Moments after the Journal reported the denials, Trump took to Twitter to double down on his earlier remark.
"Spoke to Saudi Arabia and others about increasing oil flow. All are in agreement," the president tweeted.
Earlier on Friday, Trump told reporters he had "called up" OPEC and urged the producer group to take action to bring down fuel costs.
"I called up OPEC. I said, 'You've got to bring them down.
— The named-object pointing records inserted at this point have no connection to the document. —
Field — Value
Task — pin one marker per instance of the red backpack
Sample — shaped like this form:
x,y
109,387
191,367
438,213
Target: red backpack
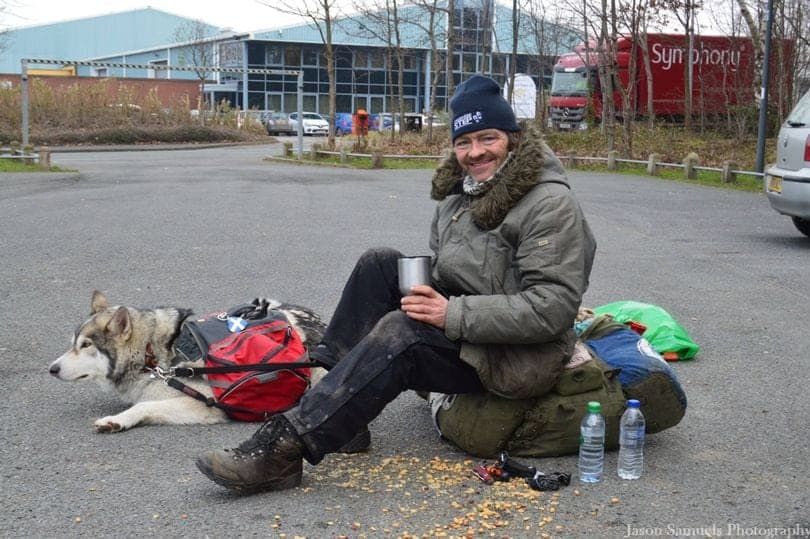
x,y
252,359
You've got to bring them down,' and gasoline's coming down," Trump said, inaccurately stating that gasoline prices are falling.
Oil prices tumbled more than 4% following Trump's comment.
When the president made the remarks, it was not clear whether Trump meant that he had contacted the OPEC Secretariat in Vienna, or whether he was referring to OPEC members like Saudi Arabia and the United Arab Emirates, which are close U.S. allies.
But as the day wore on, it remained unclear who was on the other line with Trump. The White House did not return requests for clarification.
OPEC Secretary General Mohammed Barkindo did not discuss the matter with Trump, and neither did Saudi Energy Minister Khalid al-Falih, sources familiar with the situation told the Journal.
Saudi officials told the Journal Trump did not speak with Crown Prince Mohammed bin Salman. The discussion did not involve Venezuelan Oil Minister Manuel Quevedo, who currently holds OPEC's rotating presidency, one of the country's oil officials told the paper.
OPEC could not immediately be reached by CNBC for comment. The Saudi Embassy did not immediately return a request for comment.